Because plate tectonics moves everything around so much, though, rocks were not necessarily formed at the location they sit today. Their magnetic field is what discloses their birthplace. Tiny bits of magnetic material, such as iron, line their field up with the Earth’s. The Earth’s magnetic field is perpendicular to the surface at the poles and parallel to the surface at the Equator, like this:

So, if a rock’s magnetic field is vertical, it was formed at the poles. If it is horizontal, it was formed at the equator. Incredibly, scientists found Precambrian rocks, with signs of ice, with horizontal magnetic fields. During that period of prehistory, the equator was covered in ice – and, therefore, the whole planet, because it’s not really possible to freeze the equator without freezing all the other latitudes too.
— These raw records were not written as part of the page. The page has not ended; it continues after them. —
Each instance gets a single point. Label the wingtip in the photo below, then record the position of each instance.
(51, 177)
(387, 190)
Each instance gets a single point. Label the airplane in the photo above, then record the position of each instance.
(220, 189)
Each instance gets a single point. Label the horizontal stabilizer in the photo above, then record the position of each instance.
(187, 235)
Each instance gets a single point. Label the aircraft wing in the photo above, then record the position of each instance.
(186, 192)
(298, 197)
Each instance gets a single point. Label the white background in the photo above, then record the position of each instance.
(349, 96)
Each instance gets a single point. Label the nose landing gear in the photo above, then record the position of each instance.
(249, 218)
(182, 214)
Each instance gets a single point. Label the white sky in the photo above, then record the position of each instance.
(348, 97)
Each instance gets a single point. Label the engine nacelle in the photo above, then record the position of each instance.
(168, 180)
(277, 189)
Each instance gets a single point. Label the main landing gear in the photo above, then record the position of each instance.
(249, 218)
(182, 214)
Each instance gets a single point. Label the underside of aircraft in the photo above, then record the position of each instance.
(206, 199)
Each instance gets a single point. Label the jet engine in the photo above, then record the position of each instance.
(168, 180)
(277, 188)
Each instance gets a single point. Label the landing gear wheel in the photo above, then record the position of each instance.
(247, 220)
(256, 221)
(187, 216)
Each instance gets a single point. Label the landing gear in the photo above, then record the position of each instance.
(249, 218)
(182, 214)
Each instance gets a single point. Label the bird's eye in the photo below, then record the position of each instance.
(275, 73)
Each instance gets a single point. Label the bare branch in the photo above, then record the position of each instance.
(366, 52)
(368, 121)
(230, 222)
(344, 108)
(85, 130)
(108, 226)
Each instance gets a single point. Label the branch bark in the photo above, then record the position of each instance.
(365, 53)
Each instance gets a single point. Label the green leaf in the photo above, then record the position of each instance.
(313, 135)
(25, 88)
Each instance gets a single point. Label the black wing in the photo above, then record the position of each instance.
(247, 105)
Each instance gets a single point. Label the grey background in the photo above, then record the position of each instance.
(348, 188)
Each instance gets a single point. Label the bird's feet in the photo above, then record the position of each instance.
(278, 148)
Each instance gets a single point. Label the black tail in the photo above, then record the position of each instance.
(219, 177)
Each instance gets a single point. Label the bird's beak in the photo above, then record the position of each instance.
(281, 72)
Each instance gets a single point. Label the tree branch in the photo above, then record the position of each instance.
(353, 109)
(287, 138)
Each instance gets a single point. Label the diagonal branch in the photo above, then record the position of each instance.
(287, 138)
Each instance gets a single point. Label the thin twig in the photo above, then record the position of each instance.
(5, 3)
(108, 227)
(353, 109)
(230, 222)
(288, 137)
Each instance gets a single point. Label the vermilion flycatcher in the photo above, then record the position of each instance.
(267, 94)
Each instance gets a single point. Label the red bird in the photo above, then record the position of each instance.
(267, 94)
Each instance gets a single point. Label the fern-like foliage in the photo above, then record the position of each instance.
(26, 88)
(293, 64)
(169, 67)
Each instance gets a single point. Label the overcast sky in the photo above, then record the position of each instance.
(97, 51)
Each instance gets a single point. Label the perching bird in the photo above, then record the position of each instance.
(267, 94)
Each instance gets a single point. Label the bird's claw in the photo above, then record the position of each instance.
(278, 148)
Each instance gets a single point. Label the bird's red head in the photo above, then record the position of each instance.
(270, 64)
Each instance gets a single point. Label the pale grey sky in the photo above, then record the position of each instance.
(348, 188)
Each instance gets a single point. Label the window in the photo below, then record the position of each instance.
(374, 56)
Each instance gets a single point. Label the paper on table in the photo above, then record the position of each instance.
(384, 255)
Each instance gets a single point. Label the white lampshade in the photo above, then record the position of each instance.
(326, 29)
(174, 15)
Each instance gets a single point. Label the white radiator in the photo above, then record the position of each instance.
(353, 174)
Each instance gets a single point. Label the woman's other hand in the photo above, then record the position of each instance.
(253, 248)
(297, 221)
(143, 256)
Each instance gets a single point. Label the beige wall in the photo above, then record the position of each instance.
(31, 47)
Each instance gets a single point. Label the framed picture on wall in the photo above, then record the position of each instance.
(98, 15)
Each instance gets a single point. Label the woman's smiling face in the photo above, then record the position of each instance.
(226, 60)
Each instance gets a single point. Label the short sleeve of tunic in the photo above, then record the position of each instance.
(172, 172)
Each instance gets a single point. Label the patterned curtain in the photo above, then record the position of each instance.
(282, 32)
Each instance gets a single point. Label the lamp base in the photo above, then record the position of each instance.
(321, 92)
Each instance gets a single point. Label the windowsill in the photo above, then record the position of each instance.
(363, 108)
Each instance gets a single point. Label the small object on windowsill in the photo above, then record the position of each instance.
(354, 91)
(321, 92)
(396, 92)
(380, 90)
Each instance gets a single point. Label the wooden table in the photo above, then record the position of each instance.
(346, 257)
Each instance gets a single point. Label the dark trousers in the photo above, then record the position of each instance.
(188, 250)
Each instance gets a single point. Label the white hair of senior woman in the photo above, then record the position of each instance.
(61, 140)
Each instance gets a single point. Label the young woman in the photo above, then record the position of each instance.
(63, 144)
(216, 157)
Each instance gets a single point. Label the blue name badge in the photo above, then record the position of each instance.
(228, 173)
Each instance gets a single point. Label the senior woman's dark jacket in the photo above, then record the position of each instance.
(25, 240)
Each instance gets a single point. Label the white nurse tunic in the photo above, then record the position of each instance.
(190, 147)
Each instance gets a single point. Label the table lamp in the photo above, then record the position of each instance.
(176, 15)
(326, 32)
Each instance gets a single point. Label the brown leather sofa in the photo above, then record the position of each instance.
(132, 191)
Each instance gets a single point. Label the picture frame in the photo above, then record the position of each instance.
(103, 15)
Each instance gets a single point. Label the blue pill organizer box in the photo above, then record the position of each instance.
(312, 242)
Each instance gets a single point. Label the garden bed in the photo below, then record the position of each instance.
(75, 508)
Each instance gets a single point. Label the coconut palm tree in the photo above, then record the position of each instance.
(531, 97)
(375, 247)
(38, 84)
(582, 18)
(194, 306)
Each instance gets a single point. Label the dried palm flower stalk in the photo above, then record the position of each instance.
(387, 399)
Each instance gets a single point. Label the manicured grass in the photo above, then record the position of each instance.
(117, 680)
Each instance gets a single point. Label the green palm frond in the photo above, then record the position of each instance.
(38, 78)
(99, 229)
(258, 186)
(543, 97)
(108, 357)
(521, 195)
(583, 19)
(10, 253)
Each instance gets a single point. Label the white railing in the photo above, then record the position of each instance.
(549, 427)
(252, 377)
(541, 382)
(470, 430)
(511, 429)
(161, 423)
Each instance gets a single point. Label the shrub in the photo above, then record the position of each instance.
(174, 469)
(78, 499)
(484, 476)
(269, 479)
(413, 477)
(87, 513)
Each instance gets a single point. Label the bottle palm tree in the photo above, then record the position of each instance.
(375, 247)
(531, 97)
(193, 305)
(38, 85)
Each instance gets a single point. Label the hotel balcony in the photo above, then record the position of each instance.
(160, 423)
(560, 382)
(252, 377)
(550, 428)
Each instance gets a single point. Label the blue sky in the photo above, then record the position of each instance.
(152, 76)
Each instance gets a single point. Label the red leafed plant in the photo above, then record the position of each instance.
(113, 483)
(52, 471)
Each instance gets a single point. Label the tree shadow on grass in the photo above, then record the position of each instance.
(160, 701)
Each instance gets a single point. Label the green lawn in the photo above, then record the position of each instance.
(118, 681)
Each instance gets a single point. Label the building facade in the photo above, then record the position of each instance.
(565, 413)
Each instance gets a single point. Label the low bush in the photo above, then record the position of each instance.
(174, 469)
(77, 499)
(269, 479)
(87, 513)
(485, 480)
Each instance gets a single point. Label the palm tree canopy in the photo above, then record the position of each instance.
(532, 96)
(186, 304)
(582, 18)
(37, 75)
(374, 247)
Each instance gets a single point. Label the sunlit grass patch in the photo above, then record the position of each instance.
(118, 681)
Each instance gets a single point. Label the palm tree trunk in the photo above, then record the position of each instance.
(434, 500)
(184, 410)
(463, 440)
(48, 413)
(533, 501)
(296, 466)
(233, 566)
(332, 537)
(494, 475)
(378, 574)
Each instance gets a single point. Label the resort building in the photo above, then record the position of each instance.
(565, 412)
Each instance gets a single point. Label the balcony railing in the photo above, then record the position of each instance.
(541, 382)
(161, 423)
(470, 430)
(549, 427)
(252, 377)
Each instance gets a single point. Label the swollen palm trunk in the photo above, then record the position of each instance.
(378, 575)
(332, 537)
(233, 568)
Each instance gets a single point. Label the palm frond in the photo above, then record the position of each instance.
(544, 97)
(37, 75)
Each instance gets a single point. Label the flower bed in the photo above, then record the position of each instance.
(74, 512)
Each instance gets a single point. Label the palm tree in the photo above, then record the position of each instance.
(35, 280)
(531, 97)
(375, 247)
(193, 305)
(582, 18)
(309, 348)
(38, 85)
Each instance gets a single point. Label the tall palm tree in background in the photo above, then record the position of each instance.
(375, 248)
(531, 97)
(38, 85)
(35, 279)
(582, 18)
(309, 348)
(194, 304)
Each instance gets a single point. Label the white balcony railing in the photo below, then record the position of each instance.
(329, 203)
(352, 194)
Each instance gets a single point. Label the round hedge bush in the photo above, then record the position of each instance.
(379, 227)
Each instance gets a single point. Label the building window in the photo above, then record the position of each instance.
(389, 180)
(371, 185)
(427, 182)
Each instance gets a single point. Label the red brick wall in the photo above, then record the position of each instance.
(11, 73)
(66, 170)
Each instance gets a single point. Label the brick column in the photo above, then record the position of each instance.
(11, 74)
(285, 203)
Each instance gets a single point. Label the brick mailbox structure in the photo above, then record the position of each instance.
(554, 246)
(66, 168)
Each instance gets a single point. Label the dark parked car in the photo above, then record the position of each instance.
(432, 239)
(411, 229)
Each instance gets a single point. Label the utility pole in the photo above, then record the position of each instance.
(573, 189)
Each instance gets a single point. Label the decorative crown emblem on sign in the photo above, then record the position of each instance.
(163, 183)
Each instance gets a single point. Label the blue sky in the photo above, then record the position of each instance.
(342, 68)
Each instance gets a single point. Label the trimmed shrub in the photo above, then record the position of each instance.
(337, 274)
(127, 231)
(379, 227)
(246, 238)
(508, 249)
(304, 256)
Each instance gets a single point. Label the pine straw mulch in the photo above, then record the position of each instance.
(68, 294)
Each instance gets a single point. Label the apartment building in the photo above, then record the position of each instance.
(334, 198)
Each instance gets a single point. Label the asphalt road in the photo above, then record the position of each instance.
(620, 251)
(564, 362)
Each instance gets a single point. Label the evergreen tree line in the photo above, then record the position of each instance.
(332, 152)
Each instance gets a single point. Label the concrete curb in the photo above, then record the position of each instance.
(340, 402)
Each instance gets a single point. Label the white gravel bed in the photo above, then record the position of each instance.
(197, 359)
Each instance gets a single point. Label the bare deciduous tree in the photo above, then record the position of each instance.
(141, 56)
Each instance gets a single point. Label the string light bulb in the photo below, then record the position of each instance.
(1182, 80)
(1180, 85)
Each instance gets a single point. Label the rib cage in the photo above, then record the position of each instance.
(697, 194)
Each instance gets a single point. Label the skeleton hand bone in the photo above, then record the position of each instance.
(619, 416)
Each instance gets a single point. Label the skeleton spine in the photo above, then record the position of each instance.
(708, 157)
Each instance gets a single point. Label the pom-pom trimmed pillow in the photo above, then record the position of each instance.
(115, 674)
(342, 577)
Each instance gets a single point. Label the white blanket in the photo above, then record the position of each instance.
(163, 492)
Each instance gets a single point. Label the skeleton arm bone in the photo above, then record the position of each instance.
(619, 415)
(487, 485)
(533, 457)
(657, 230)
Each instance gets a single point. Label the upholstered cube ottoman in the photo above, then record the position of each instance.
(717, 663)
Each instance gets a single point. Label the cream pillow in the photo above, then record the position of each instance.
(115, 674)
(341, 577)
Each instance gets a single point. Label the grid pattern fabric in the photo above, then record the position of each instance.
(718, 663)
The scientists determined that, for several instances on the Precambrian, the continents were arranged in a way that was very conducive to ice-albedo feedback. With the smallest trigger, ice from the poles would creep across the temperature zones and meet at the equator. Frozen oceans, frozen land, the whole bit.

And now CO2 comes into the story. Volcanic eruptions naturally release carbon dioxide, but the amount is so small that the oceans have no trouble soaking them up – unless they’re frozen on the surface and cut off from the air. CO2 would gradually build up, in that case, and millions of years later, the greenhouse effect would be so strong that all the ice would melt and the planet would plunge into a state referred to as Hothouse Earth. Then the oceans would start absorbing all the extra CO2, and ice would reappear at the poles, and the cycle would begin again.

Many scientists believe that these Precambrian cycles of extreme heat and extreme cold provided such a strong pressure on organisms that natural selection was pushed to new boundaries. Complex life had an advantage in these extreme conditions, and it flourished. The most catastrophic climatic event our planet has ever experienced, in our knowledge, was what led to the evolution of multicellular organisms, and eventually, us.

It makes me feel very small, the same way that attempting to comprehend the vastness of the universe makes me feel very small. The life we see all around us only exists because of a series of coincidences. Human beings, one of the youngest of the millions of animal species that have ever existed, are alive because of continental drift lining things up in the right way. And who knows what would have happened if things had been slightly different?